O04-03

The impact of SMILES notation inconsistencies on chemical language model property prediction

Yosuke KIKUCHI *1, Yasuhiro YOSHIKAI1, Shumpei NEMOTO1, Ayako FURUHAMA2, Takashi YAMADA2, Tadahaya MIZUNO1, Hiroyuki KUSUHARA1

1Laboratory of Molecular Pharmacokinetics, Graduate School of Pharmaceutical Sciences, The University of Tokyo
2Research Organization of Information and Systems, The Institute of Statistical Mathematics


[Purpose]
In recent years, deep learning has been extensively applied to a wide range of chemoinformatics tasks, including molecular generation and property prediction. A prominent approach involves leveraging natural language processing techniques in chemistry, giving rise to chemical language models. Among the molecular representations used in these models, SMILES (Simplified Molecular Input Line Entry System) is particularly common. To represent each molecule as a single, unique string, a standardized form known as Canonical SMILES has been established.
However, our examination of various chemical databases revealed that, in practice, even Canonical SMILES are not always unique. In this study, we refer to such discrepancies as SMILES Inconsistencies. In machine learning applications, it is crucial to ensure that the data under analysis does not deviate substantially from the training data—an aspect known as the applicability domain. This raises a critical question: how do inconsistencies in SMILES notation influence a chemical language model’s ability to interpret and generalize molecular structures? Here, we systematically investigate the impact of these inconsistencies across multiple tasks.

[Methods]
We employed a Transformer architecture with a variational autoencoder (VAE) trained on molecular translation task (Randomized SMILES to Canonical SMILES) as a chemical language model (CLM). For evaluating downstream tasks, we employed datasets from MoleculeNet and the Therapeutics Data Commons (TDC).
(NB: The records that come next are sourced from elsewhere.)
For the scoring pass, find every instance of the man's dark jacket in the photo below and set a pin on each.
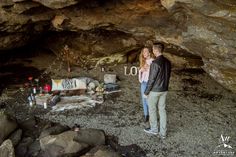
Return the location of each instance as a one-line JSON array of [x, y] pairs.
[[159, 75]]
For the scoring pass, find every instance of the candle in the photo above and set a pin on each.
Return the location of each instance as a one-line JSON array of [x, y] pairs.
[[44, 105]]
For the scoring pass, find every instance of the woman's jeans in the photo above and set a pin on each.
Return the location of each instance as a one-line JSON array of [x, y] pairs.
[[144, 100]]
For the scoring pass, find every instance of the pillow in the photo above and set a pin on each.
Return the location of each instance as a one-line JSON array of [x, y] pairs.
[[68, 84]]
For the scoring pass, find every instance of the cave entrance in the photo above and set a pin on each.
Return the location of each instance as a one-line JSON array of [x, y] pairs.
[[17, 65]]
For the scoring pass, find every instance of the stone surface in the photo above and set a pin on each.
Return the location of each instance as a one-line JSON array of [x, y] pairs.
[[57, 4], [22, 147], [62, 144], [102, 151], [91, 136], [7, 126], [7, 149], [53, 131], [15, 137], [101, 32]]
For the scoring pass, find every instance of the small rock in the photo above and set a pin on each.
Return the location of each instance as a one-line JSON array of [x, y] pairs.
[[22, 147], [7, 149], [7, 126], [53, 130]]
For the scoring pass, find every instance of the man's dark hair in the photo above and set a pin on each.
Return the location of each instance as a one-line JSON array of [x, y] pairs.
[[159, 46]]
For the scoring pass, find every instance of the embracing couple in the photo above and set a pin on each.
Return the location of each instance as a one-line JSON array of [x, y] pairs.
[[154, 76]]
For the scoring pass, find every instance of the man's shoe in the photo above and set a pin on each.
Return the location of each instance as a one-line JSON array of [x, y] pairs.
[[146, 118], [150, 131]]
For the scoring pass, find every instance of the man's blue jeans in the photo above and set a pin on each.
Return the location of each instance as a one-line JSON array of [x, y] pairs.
[[144, 100]]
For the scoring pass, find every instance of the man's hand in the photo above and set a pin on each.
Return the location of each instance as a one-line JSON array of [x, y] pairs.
[[145, 96]]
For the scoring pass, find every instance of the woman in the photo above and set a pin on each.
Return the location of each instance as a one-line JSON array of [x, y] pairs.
[[145, 60]]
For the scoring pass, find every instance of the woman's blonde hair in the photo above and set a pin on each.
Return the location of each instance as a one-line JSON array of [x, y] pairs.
[[142, 60]]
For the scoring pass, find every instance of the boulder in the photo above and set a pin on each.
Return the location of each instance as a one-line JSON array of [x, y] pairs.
[[7, 149], [22, 147], [15, 137], [7, 126], [102, 151], [62, 144], [108, 32], [53, 130], [92, 137]]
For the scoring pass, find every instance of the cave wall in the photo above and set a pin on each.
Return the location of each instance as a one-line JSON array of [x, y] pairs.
[[106, 31]]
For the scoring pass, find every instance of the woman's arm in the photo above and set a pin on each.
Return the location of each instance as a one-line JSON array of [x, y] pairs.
[[140, 75]]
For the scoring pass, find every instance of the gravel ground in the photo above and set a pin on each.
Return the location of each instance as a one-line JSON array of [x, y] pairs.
[[199, 111]]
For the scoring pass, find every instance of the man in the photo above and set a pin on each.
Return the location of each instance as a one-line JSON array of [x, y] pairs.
[[156, 90]]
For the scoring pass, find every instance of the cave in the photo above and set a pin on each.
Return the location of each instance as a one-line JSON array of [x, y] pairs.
[[67, 39]]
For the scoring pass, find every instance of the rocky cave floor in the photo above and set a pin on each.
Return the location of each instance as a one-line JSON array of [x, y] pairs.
[[199, 110]]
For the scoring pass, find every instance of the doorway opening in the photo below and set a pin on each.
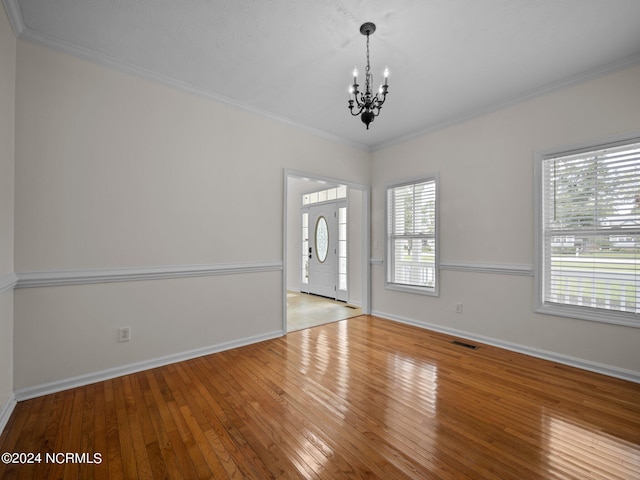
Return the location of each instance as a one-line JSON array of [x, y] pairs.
[[326, 250]]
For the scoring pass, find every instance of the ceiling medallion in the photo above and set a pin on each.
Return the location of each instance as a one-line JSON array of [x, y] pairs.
[[365, 103]]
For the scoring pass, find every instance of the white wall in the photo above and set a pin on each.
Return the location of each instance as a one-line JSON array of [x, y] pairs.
[[486, 217], [7, 135], [115, 171]]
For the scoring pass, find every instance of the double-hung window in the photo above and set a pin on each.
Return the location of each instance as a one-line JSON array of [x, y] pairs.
[[412, 240], [588, 230]]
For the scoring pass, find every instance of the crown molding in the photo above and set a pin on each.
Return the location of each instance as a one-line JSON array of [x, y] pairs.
[[109, 275], [15, 16], [494, 268], [591, 74], [109, 62]]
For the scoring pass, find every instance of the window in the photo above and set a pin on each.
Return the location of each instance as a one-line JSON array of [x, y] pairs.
[[412, 245], [589, 232]]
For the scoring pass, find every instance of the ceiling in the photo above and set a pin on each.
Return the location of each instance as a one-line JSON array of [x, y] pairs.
[[292, 60]]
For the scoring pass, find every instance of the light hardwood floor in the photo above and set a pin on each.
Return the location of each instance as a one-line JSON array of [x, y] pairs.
[[359, 398], [304, 311]]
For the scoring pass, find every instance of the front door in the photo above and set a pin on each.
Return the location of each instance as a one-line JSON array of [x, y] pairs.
[[323, 249]]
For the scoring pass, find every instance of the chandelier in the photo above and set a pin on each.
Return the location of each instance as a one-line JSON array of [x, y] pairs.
[[365, 103]]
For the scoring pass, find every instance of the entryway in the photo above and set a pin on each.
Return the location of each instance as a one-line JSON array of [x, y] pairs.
[[305, 310], [326, 250]]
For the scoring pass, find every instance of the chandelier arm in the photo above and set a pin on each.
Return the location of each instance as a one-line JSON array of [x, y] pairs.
[[367, 104]]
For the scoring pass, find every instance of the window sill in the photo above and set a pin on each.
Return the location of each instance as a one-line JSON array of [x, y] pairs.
[[432, 292], [591, 314]]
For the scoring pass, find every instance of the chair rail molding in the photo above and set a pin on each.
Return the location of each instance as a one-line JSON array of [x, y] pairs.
[[54, 278], [8, 282]]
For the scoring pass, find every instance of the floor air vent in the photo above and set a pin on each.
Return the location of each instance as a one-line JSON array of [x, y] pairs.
[[465, 345]]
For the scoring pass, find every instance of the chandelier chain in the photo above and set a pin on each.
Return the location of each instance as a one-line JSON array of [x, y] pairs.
[[367, 104]]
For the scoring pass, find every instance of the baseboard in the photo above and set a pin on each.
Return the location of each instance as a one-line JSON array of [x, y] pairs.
[[514, 347], [87, 379], [6, 411]]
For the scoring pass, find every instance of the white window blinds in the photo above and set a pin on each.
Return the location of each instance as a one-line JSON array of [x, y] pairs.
[[591, 229], [411, 235]]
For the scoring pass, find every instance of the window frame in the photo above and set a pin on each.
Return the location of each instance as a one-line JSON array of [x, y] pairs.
[[401, 287], [541, 304]]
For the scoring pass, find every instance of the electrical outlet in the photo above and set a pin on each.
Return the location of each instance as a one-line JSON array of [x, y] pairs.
[[124, 334]]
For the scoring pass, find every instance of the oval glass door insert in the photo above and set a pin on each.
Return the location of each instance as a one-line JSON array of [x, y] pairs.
[[322, 239]]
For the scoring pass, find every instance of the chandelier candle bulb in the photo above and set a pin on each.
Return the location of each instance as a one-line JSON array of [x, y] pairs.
[[367, 104]]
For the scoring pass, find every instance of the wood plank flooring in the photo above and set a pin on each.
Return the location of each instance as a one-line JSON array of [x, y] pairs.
[[359, 398]]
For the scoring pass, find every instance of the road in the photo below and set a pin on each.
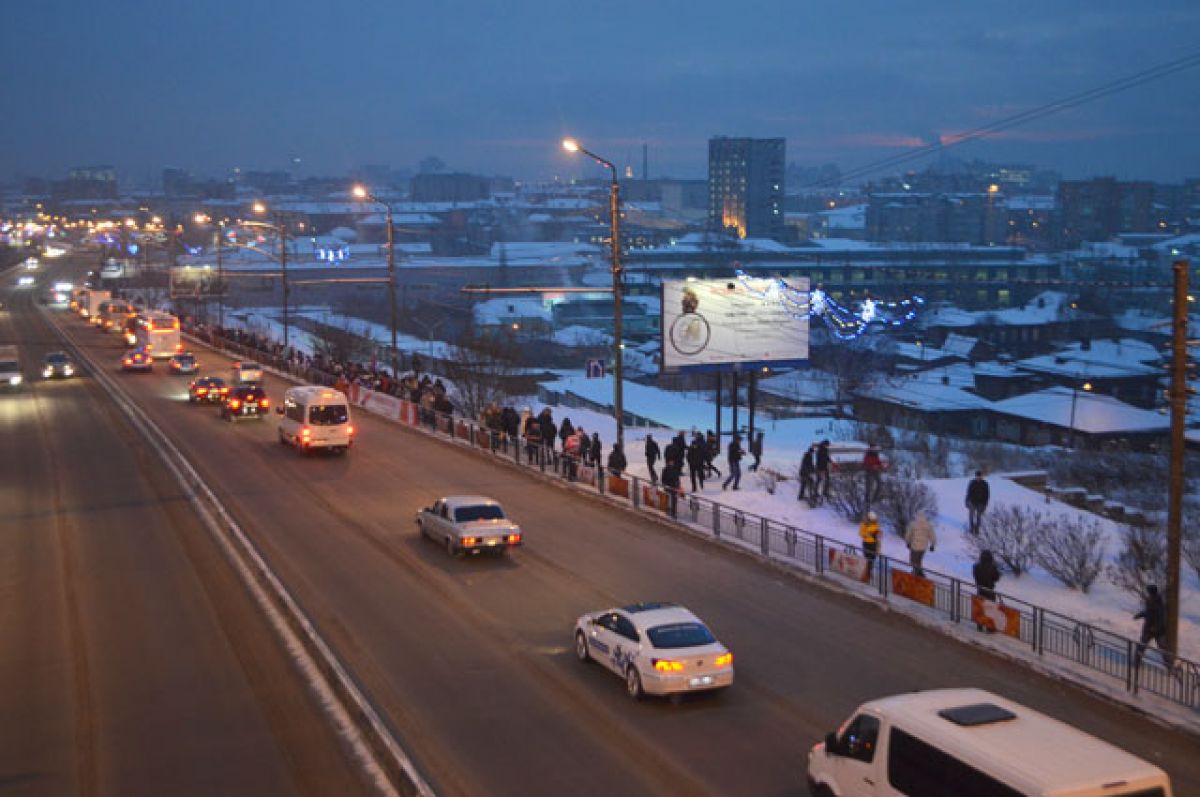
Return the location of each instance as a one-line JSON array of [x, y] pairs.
[[131, 659], [471, 659]]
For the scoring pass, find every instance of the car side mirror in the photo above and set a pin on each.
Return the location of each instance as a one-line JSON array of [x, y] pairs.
[[832, 744]]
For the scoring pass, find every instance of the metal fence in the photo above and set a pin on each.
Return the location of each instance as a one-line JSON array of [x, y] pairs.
[[1045, 633]]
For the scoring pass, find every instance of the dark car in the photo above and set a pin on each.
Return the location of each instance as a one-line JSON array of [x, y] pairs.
[[208, 390], [58, 364], [249, 401]]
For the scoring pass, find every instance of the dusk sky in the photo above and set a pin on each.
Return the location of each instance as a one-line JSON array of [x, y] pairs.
[[492, 87]]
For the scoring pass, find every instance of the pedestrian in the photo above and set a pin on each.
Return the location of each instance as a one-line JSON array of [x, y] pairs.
[[978, 493], [873, 473], [733, 456], [617, 462], [697, 457], [1153, 627], [919, 538], [985, 574], [808, 467], [869, 532], [652, 456], [822, 462], [756, 450], [671, 484], [714, 450]]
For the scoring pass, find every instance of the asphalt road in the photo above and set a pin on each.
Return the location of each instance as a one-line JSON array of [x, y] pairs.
[[131, 659], [471, 659]]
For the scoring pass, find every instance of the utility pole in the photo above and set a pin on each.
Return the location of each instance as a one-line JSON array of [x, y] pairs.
[[1179, 401]]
MoleculeNet serves as a well-established benchmark set for molecular machine learning and is widely adopted in CLM research, while TDC is a versatile benchmark set designed for a broad range of therapeutic prediction tasks. In both datasets, we specifically conducted evaluations on ADMET-related tasks.

[Results and Discussion]
For reconstruction tasks, correcting SMILES Inconsistencies led to an overall improvement in performance. In contrast, for downstream tasks, performance did not improve, and in some datasets, prediction accuracy dropped significantly. A detailed investigation revealed that in certain datasets, grammatical inconsistencies occurred only in positive samples, leading to an inappropriate correlation between the inconsistencies and positive prediction.
Furthermore, for datasets in which downstream tasks were not affected, we extracted the features used in each prediction and examined their differences, finding that they tended to be smaller than in the overall feature set. This result suggests that, in downstream tasks, predictions were based on features that were less influenced by inconsistencies.

[Conclusion]
From these findings, we conclude that applying CLMs to downstream tasks without appropriate SMILES preprocessing can lead to misleading conclusions. Although the extent of the impact is task- and dataset-dependent, it highlights a fundamental challenge to ensuring the reliability and interpretability of these models.